I TRIED TO READ FICTION. I tried, but couldn't do it! A fan of the movie and after so many rave reviews of the book from people I hold in high regard, I tried to read it. Got halfway through it before I couldn't pretend to be interested anymore. Having seen the movie, I know the selfish, sexist prick of a main character eventually comes to have warm fuzzy feelings for humanity, befriends a lonely outcast weird child and his hippie, neurotic mother, and learns that love and friendship and community are all about being yourself.
So why waste my time reading about it? Yeah, Hornby is a good writer. In the half of the book that I read, he manages to capture the unifying isolation of both bachelor life in London and the awkwardness of adolescence. I get it. I get the symbolism of the title as it relates to the positions of the characters of different ages. I understand how the individual and individual relationships are often lost in the anonymity and conformity of postmodern urban life.
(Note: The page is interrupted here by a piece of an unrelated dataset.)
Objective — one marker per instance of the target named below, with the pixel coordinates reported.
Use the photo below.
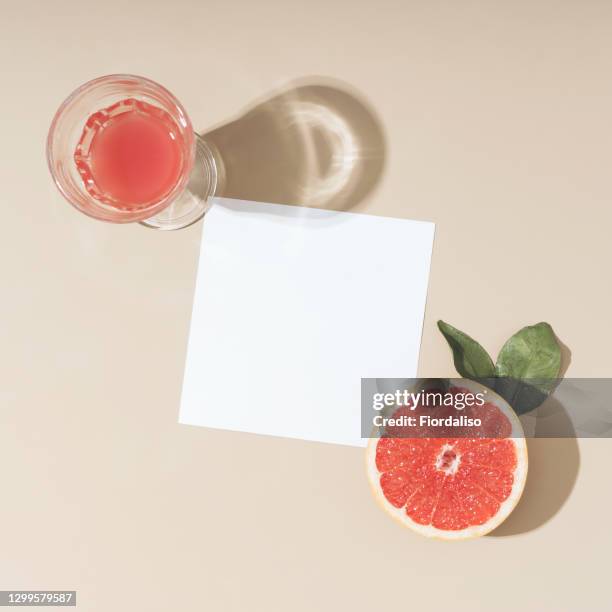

But fiction is still an underappreciated realm for me. I understand the beauty of language, and how an author can create characters and scenarios that make larger statements about life and society and people, or just create pure escapist worlds simply because they don't make larger statements about life and society and people.
Hell, I used to want to write fiction, with my wacked-out, angst-ridden teenage worldview. I also used to read a hell of a lot of it, when there was really nothing else to do in middle and high school. (When you're not allowed to watch TV, everyone from Carolyn Keene to Jane Austen provides appropriate mental escape routes).
Again, though, why read it? Why not just deal with (and fix!) life, society, and people? Why create alternate worlds that can only serve as commentaries, but never offer concrete solutions?
Oddly enough, my two favorite books (In Our Time and The Great Gatsby) are works of fiction! I suspect I like fiction from earlier times because I see them more as historical texts. I can analyze and study them as cultural artifacts.
The historian in me knows that today's fiction will be the artifacts of tomorrow. The sociologist in me can analyze the impact of the commodity and the socioeconomic structures of today's literature. But I can't read it myself. Not now. Not anymore.